The pause stretches out long. Then comes a cackle of delight from the second man, Colonel Rhodes, if Jim could believe it.
"War machine!" Tony splutters.
"You said I could!" Peter protests. "Remember when we were resurfacing the external plating-”
"Friggin war machine!"
"-and I said, what do you want me to do with the scraps Mister Stark-"
"Suck it Iron man!" The Colonel Rhodes crows.
"-and you said-whatever you want kid knock yourself out-"
"Ouch!" Tony announces. “What is that? Oh it’s the titanium alloy knife my intern just shoved into my kidney.”
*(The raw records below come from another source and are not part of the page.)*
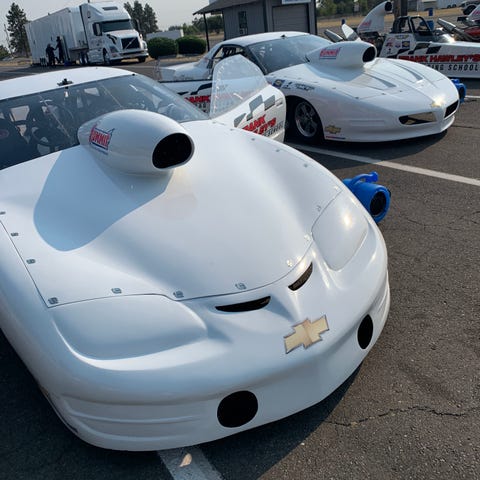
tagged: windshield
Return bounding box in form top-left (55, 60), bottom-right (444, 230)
top-left (248, 35), bottom-right (332, 74)
top-left (101, 19), bottom-right (135, 32)
top-left (0, 75), bottom-right (208, 170)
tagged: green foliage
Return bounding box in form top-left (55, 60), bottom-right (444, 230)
top-left (176, 37), bottom-right (207, 55)
top-left (7, 3), bottom-right (29, 55)
top-left (0, 45), bottom-right (9, 60)
top-left (317, 0), bottom-right (383, 17)
top-left (147, 37), bottom-right (177, 58)
top-left (123, 0), bottom-right (158, 36)
top-left (192, 15), bottom-right (223, 33)
top-left (182, 23), bottom-right (201, 36)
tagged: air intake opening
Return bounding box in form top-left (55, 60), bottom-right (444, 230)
top-left (288, 263), bottom-right (313, 291)
top-left (217, 391), bottom-right (258, 428)
top-left (215, 297), bottom-right (270, 312)
top-left (362, 46), bottom-right (377, 63)
top-left (152, 133), bottom-right (193, 168)
top-left (357, 315), bottom-right (373, 350)
top-left (445, 101), bottom-right (458, 118)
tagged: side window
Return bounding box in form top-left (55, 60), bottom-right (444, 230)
top-left (238, 10), bottom-right (248, 35)
top-left (210, 45), bottom-right (245, 70)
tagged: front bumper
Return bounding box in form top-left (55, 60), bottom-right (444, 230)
top-left (47, 220), bottom-right (390, 451)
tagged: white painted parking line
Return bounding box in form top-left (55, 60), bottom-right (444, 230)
top-left (289, 143), bottom-right (480, 187)
top-left (157, 447), bottom-right (222, 480)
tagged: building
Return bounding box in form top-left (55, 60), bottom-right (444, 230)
top-left (194, 0), bottom-right (317, 39)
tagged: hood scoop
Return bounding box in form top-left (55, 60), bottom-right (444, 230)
top-left (78, 110), bottom-right (194, 175)
top-left (307, 41), bottom-right (377, 68)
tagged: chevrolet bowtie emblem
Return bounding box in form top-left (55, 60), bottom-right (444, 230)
top-left (325, 125), bottom-right (342, 135)
top-left (283, 315), bottom-right (329, 353)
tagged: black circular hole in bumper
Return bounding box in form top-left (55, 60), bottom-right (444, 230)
top-left (217, 391), bottom-right (258, 428)
top-left (357, 315), bottom-right (373, 350)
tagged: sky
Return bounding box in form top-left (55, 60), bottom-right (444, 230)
top-left (0, 0), bottom-right (209, 47)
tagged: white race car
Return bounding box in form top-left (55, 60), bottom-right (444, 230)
top-left (356, 1), bottom-right (480, 78)
top-left (0, 62), bottom-right (390, 450)
top-left (159, 32), bottom-right (459, 142)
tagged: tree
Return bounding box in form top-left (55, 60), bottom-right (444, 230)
top-left (123, 0), bottom-right (158, 35)
top-left (7, 3), bottom-right (29, 55)
top-left (0, 45), bottom-right (8, 60)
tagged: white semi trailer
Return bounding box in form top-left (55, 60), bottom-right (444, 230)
top-left (25, 1), bottom-right (148, 65)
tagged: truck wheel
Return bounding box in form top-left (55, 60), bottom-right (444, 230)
top-left (287, 98), bottom-right (323, 143)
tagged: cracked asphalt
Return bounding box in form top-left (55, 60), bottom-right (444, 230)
top-left (0, 64), bottom-right (480, 480)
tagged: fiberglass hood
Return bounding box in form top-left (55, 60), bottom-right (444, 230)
top-left (2, 116), bottom-right (340, 304)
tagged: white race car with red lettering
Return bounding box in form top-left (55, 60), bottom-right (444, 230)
top-left (158, 32), bottom-right (459, 143)
top-left (356, 1), bottom-right (480, 78)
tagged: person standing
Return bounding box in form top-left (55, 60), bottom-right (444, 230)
top-left (55, 37), bottom-right (65, 63)
top-left (45, 43), bottom-right (55, 67)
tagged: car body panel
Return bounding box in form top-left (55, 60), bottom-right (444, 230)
top-left (0, 67), bottom-right (390, 450)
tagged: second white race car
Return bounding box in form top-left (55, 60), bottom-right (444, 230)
top-left (354, 1), bottom-right (480, 78)
top-left (159, 32), bottom-right (459, 142)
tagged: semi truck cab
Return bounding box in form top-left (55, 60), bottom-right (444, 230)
top-left (80, 2), bottom-right (148, 64)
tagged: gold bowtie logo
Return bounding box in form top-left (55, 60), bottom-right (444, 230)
top-left (283, 315), bottom-right (330, 353)
top-left (325, 125), bottom-right (342, 135)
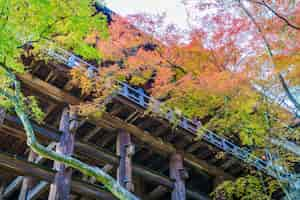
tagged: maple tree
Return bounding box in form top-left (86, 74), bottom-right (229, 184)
top-left (0, 0), bottom-right (137, 199)
top-left (68, 1), bottom-right (300, 199)
top-left (0, 0), bottom-right (300, 199)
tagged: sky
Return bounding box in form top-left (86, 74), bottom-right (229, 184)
top-left (105, 0), bottom-right (187, 29)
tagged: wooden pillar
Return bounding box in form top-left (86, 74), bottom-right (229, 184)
top-left (19, 151), bottom-right (38, 200)
top-left (48, 108), bottom-right (78, 200)
top-left (170, 153), bottom-right (188, 200)
top-left (117, 130), bottom-right (134, 191)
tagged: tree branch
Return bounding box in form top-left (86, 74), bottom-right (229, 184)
top-left (248, 0), bottom-right (300, 31)
top-left (0, 65), bottom-right (139, 200)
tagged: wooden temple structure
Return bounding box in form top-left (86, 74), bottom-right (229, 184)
top-left (0, 52), bottom-right (260, 200)
top-left (0, 5), bottom-right (286, 200)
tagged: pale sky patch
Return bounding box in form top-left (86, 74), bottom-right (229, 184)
top-left (106, 0), bottom-right (188, 29)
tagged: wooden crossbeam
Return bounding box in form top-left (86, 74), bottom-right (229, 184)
top-left (0, 152), bottom-right (115, 200)
top-left (5, 115), bottom-right (208, 200)
top-left (3, 142), bottom-right (56, 199)
top-left (19, 74), bottom-right (234, 179)
top-left (146, 185), bottom-right (168, 200)
top-left (28, 165), bottom-right (112, 200)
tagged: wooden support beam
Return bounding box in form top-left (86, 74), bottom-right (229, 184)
top-left (0, 152), bottom-right (115, 200)
top-left (146, 185), bottom-right (169, 200)
top-left (29, 164), bottom-right (112, 200)
top-left (170, 153), bottom-right (188, 200)
top-left (3, 142), bottom-right (56, 199)
top-left (19, 151), bottom-right (38, 200)
top-left (6, 115), bottom-right (209, 200)
top-left (98, 113), bottom-right (234, 180)
top-left (48, 108), bottom-right (76, 200)
top-left (19, 74), bottom-right (234, 179)
top-left (116, 130), bottom-right (134, 191)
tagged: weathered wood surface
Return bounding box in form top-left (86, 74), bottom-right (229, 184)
top-left (6, 115), bottom-right (209, 200)
top-left (48, 108), bottom-right (76, 200)
top-left (116, 130), bottom-right (134, 191)
top-left (19, 151), bottom-right (38, 200)
top-left (170, 153), bottom-right (187, 200)
top-left (19, 74), bottom-right (234, 179)
top-left (0, 152), bottom-right (115, 200)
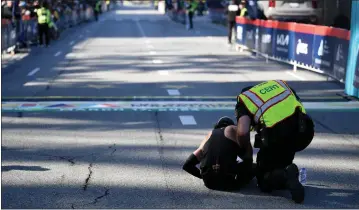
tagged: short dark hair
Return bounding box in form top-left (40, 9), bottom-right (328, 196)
top-left (214, 116), bottom-right (234, 129)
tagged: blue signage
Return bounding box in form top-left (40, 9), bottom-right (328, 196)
top-left (272, 29), bottom-right (294, 60)
top-left (294, 32), bottom-right (314, 66)
top-left (312, 35), bottom-right (336, 75)
top-left (333, 38), bottom-right (349, 82)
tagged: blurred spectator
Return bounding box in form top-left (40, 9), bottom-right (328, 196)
top-left (197, 0), bottom-right (205, 16)
top-left (1, 1), bottom-right (12, 20)
top-left (332, 14), bottom-right (350, 30)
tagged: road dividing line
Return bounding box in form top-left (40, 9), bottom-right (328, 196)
top-left (158, 71), bottom-right (168, 75)
top-left (152, 60), bottom-right (163, 64)
top-left (27, 68), bottom-right (40, 77)
top-left (286, 71), bottom-right (306, 81)
top-left (136, 21), bottom-right (146, 37)
top-left (54, 51), bottom-right (62, 57)
top-left (179, 115), bottom-right (197, 125)
top-left (167, 89), bottom-right (181, 96)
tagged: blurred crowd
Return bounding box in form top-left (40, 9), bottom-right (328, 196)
top-left (1, 0), bottom-right (98, 22)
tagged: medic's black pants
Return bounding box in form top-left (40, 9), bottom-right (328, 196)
top-left (256, 148), bottom-right (295, 192)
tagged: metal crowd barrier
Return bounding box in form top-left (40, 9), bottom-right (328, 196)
top-left (1, 6), bottom-right (97, 53)
top-left (236, 17), bottom-right (350, 82)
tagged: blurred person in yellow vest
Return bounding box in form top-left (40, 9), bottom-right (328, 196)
top-left (36, 1), bottom-right (51, 47)
top-left (235, 80), bottom-right (314, 203)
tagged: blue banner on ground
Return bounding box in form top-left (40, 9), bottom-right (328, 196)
top-left (294, 32), bottom-right (314, 66)
top-left (272, 29), bottom-right (294, 60)
top-left (333, 38), bottom-right (349, 82)
top-left (312, 35), bottom-right (336, 75)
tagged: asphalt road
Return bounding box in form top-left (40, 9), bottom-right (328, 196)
top-left (1, 2), bottom-right (359, 208)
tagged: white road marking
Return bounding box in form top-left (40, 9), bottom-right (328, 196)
top-left (1, 101), bottom-right (359, 112)
top-left (152, 60), bottom-right (163, 64)
top-left (54, 51), bottom-right (62, 57)
top-left (136, 21), bottom-right (146, 37)
top-left (286, 71), bottom-right (306, 81)
top-left (179, 115), bottom-right (197, 125)
top-left (158, 71), bottom-right (168, 75)
top-left (167, 89), bottom-right (181, 96)
top-left (27, 68), bottom-right (40, 76)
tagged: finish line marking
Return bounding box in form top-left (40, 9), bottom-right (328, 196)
top-left (1, 101), bottom-right (359, 112)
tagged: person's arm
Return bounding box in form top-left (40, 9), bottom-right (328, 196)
top-left (237, 115), bottom-right (253, 163)
top-left (182, 132), bottom-right (212, 179)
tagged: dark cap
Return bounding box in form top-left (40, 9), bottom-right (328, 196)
top-left (214, 116), bottom-right (234, 129)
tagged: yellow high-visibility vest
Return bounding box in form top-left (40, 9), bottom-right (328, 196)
top-left (238, 80), bottom-right (306, 128)
top-left (36, 7), bottom-right (51, 24)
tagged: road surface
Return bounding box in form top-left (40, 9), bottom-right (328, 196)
top-left (1, 2), bottom-right (359, 208)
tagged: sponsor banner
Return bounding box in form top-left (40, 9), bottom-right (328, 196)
top-left (272, 25), bottom-right (295, 60)
top-left (312, 35), bottom-right (336, 75)
top-left (294, 24), bottom-right (315, 66)
top-left (333, 38), bottom-right (349, 82)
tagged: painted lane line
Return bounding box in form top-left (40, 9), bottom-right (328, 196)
top-left (152, 60), bottom-right (163, 64)
top-left (54, 51), bottom-right (62, 57)
top-left (136, 21), bottom-right (146, 37)
top-left (1, 101), bottom-right (359, 112)
top-left (286, 71), bottom-right (306, 81)
top-left (158, 70), bottom-right (168, 75)
top-left (167, 89), bottom-right (181, 96)
top-left (27, 68), bottom-right (40, 77)
top-left (179, 115), bottom-right (197, 125)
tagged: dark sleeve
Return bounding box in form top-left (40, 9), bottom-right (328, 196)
top-left (182, 154), bottom-right (202, 179)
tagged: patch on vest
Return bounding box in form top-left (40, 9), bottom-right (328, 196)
top-left (228, 5), bottom-right (239, 12)
top-left (259, 85), bottom-right (279, 95)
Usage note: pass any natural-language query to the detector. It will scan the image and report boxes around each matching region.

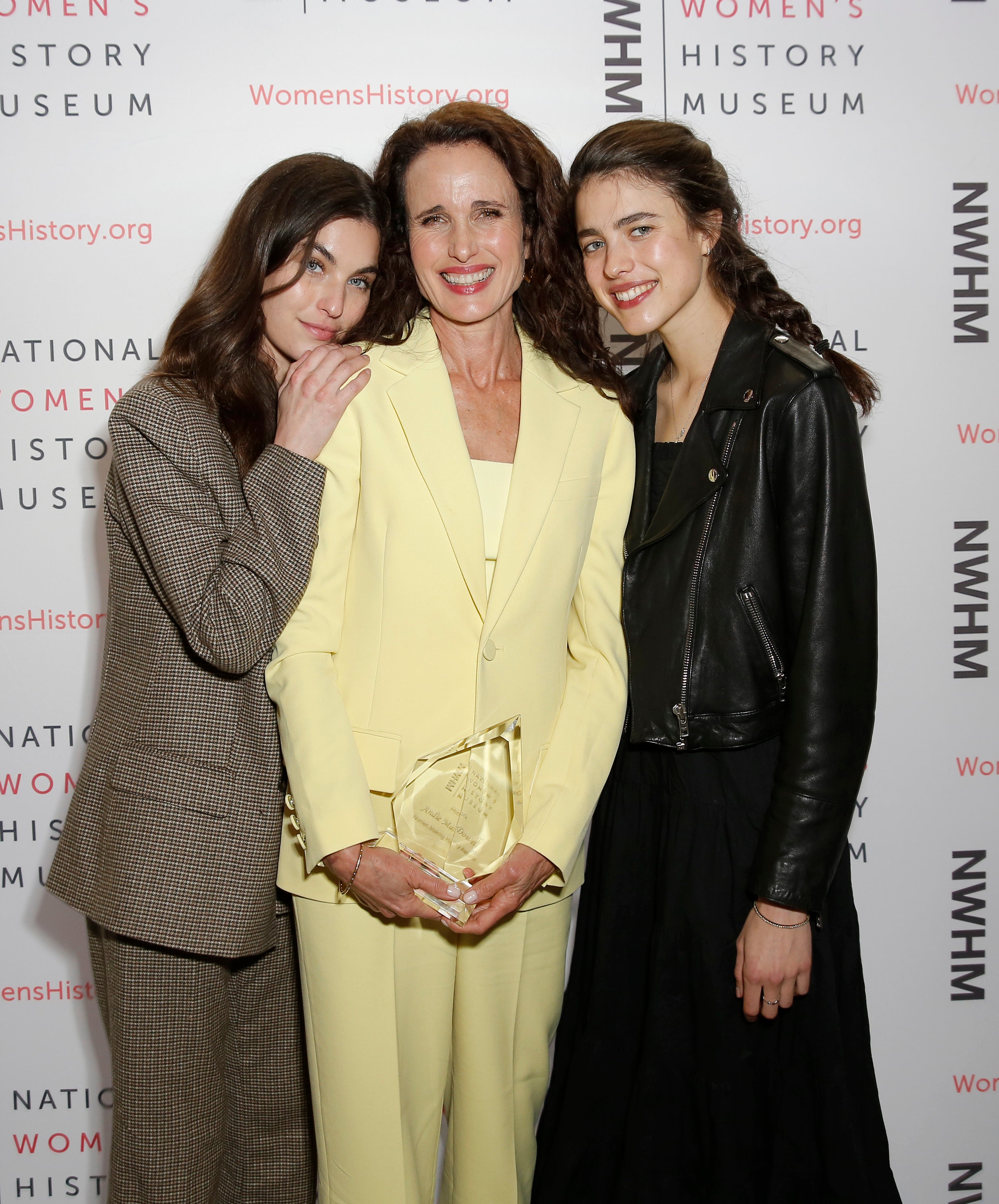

"Well he's broader across the shoulders Mister Stark- and I just thought-" Peter just keeps digging that hole.
Jim interrupts. "If we could get back to the matter at hand?"
"Yeah, right," Tony sighs, and the man sounds crushed. "That's a decommissioned practice suit, no weapons or flight systems available, and I gave it to Peter, kind of."
“Send me a picture Pe-” Colonel Rhodes yells, and is cut off by a thud.
"Thanks Tony." Jim says. "I’ll let you get back to your night.”
"Yeah you too." Tony mutters back, still obviously crushed. "Good luck with the little gremlins. We still on for that dinner on the 12th?"
“Yeah I’ll be there.” Jim says, then hangs up.
Peter’s got his face buried in his hands, hair fluffing out from around the metal gloves. He moans with the kind of drama only a teenager can manufacture.
“Okay Parker, back to the dance.” Jim says, not unkindly, but eager to get back to supervising the darkened gym now that he knows Peter wasn’t accidentally going to nuke the building.
Peter drags his feet to the door. He pauses, then looks back at Jim.
“Do you think he’s really disappointed?” Peter asks, concern evident in his eyes.
He forgets sometimes how fragile kids are.
“I don’t think so Peter.” Jim says, “Not at all.”
Peter nods, although he looks unconvinced.
“I don’t think anyone could be disappointed with you.” Jim says. “You’re a great kid.”
“Thanks Mister Morita.” Peter says, and steps off down the hall, standing a little taller in the oversize armour.
Jim follows the decommissioned War Machine down the hallway, and reminds himself that however weird his life has gotten, Peter's life is infinitely weirder.